3. If one or more inodes are missing from itable, issue mknod for corresponding shard files and ignore EEXIST in cbk.
4. resume writes on respective shards.

Now, imagine a write which falls to an existing "shard_file". For the sake of discussion lets consider a distribute of three subvols - s1, s2, s3

1. "shard_file" hashes to subvolume s2 and is present on s2
2. add a subvolume s4 and initiate a fix layout. The layout of ".shard" is fixed to include s4 and hash ranges are changed.
3. write that touches "shard_file" is issued.
4. The inode for "shard_file" is not present in itable after a graph switch and features/shard issues an mknod.
5. With new layout of .shard, lets say "shard_file" hashes to s3 and mknod (shard_file) on s3 succeeds. But, the shard_file is already present on s2.

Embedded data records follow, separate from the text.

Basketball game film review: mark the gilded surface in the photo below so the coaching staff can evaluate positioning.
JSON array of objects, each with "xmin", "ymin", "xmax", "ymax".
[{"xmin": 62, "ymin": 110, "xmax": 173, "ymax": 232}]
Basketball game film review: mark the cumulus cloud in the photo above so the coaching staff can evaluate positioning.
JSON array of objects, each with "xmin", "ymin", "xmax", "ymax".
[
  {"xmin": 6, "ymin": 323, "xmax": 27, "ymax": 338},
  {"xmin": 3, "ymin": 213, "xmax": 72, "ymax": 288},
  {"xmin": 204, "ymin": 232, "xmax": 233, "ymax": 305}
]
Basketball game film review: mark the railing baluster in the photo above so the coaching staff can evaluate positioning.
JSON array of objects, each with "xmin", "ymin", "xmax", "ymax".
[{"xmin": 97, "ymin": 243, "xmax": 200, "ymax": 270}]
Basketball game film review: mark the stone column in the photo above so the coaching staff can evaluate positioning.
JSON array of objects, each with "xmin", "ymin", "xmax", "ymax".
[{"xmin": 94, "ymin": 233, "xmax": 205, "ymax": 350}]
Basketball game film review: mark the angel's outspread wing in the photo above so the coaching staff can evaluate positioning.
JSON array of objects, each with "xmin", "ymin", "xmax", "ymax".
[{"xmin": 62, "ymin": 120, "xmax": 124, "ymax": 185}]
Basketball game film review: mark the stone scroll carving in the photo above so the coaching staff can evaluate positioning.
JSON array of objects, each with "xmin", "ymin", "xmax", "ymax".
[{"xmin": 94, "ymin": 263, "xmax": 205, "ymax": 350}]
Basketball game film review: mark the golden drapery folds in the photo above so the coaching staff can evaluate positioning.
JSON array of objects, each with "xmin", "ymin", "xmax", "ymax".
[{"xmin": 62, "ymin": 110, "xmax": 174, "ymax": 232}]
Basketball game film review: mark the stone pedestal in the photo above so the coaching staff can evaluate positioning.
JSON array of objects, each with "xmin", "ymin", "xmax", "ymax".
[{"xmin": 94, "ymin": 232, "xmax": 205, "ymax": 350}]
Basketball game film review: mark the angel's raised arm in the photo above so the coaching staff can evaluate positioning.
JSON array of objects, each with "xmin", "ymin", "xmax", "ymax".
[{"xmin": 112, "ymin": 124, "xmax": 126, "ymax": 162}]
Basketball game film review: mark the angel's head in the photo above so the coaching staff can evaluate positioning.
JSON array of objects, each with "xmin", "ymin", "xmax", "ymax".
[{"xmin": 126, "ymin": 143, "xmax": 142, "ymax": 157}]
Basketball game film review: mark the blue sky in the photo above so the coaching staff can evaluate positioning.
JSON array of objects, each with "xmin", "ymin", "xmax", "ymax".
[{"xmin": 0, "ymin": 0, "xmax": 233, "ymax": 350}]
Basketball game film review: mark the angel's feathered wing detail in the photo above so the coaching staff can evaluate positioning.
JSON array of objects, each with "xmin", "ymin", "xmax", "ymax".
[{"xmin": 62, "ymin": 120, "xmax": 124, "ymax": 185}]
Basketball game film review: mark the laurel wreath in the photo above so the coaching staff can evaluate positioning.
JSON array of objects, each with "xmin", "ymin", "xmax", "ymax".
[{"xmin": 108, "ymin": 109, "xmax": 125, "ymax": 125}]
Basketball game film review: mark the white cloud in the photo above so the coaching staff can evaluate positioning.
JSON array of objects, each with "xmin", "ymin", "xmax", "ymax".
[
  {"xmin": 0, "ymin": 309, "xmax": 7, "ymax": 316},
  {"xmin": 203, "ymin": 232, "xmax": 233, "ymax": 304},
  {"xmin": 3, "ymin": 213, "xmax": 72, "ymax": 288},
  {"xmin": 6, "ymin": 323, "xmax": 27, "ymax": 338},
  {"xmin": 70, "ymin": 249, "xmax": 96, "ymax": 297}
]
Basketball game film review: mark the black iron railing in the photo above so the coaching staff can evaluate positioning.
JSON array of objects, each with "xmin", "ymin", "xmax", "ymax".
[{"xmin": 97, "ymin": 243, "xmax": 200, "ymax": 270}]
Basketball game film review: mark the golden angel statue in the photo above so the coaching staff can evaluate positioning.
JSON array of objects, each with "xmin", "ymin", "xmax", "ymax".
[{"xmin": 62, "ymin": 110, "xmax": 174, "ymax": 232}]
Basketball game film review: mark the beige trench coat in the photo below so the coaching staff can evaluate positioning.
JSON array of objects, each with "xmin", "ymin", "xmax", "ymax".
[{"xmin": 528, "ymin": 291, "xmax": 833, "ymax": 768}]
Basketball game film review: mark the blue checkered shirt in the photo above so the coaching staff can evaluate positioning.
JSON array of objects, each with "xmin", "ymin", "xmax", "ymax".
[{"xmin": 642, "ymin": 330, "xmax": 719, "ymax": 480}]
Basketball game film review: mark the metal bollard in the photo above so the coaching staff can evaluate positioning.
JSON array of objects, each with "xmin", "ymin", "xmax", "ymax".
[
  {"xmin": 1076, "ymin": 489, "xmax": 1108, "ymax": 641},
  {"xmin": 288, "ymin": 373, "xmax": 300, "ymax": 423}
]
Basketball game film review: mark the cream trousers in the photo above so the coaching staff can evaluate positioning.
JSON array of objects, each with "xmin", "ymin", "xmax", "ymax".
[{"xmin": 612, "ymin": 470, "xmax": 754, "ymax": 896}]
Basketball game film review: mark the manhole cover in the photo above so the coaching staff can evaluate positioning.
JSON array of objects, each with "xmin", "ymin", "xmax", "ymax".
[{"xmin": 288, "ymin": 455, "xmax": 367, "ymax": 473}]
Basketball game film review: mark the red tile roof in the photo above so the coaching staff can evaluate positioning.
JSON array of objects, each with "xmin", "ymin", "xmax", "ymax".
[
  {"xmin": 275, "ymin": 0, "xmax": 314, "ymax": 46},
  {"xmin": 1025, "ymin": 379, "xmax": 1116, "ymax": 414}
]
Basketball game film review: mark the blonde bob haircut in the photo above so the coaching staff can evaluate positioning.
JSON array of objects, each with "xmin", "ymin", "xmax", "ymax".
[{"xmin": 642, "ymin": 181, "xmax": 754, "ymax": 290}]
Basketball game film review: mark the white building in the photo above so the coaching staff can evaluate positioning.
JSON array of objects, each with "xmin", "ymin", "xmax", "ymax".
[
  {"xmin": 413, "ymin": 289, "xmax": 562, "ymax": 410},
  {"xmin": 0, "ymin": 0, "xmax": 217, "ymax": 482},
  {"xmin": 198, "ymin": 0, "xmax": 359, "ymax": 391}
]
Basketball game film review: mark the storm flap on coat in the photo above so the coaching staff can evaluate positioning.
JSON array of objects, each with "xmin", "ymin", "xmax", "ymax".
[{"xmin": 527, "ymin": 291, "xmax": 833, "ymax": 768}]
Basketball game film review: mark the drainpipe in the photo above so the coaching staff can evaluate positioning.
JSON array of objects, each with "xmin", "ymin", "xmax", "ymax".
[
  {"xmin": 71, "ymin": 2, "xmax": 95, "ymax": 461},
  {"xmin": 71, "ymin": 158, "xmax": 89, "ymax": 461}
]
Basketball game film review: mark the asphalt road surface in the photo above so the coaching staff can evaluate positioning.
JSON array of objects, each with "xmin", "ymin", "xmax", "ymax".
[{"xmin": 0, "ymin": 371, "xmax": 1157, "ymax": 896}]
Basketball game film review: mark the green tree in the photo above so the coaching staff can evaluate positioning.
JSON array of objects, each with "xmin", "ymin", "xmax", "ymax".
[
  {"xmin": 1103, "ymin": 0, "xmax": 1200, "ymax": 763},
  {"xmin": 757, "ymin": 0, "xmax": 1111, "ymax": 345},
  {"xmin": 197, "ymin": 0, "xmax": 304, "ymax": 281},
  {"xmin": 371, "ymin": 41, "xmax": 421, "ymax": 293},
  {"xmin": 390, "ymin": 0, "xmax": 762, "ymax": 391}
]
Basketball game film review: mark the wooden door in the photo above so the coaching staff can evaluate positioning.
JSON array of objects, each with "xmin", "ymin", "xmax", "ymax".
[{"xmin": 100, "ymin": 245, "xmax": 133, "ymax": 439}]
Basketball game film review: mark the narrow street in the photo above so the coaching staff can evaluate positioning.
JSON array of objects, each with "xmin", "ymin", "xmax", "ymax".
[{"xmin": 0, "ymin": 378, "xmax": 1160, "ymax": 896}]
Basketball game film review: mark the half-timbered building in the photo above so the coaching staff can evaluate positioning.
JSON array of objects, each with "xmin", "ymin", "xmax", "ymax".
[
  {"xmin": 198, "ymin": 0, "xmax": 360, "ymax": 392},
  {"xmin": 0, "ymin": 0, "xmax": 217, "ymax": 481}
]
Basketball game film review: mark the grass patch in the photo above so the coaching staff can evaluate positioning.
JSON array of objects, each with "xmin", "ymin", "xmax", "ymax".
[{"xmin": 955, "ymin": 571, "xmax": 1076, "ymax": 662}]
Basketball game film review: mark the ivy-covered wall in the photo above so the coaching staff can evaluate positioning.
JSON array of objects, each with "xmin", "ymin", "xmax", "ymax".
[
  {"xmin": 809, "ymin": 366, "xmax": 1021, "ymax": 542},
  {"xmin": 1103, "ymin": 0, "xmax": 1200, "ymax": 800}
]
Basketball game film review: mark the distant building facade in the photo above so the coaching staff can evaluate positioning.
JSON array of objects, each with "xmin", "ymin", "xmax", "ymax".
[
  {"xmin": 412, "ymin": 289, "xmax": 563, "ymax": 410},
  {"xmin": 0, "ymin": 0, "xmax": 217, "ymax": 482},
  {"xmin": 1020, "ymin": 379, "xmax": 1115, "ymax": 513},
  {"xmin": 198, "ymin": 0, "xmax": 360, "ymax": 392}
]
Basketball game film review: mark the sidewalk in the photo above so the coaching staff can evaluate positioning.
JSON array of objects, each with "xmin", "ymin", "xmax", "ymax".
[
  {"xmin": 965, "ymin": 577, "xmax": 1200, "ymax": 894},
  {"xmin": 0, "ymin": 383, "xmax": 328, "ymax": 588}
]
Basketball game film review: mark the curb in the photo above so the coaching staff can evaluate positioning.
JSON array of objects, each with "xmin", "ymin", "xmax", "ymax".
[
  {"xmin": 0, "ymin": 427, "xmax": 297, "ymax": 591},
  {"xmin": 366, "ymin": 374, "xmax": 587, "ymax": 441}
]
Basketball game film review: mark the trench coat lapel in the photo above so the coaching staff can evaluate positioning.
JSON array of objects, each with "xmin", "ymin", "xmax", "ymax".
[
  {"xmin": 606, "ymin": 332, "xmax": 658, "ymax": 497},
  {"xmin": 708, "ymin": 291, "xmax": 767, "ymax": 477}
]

So, we have two files on two different subvols of dht representing same shard and this will lead to corruption.

To prove the above hypothesis we need to look for one or more files (say "shard_file") in .shard present in more than one subvolume of dht. IOW, more than one subvolume of dht should have the file "/.shard/shard_file".

@Sas,

Is the setup still available? If yes, can you please take a look? Or if you can give me login details, I'll take a look. If the setup is not available, can you recreate the issue one more time so that I can take a look?

regards,
Raghavendra

--- Additional comment from Krutika Dhananjay on 2017-04-03 04:13:44 EDT ---

Whatever Raghavendra suspected in comment #12 is what we observed on sas' setup just now.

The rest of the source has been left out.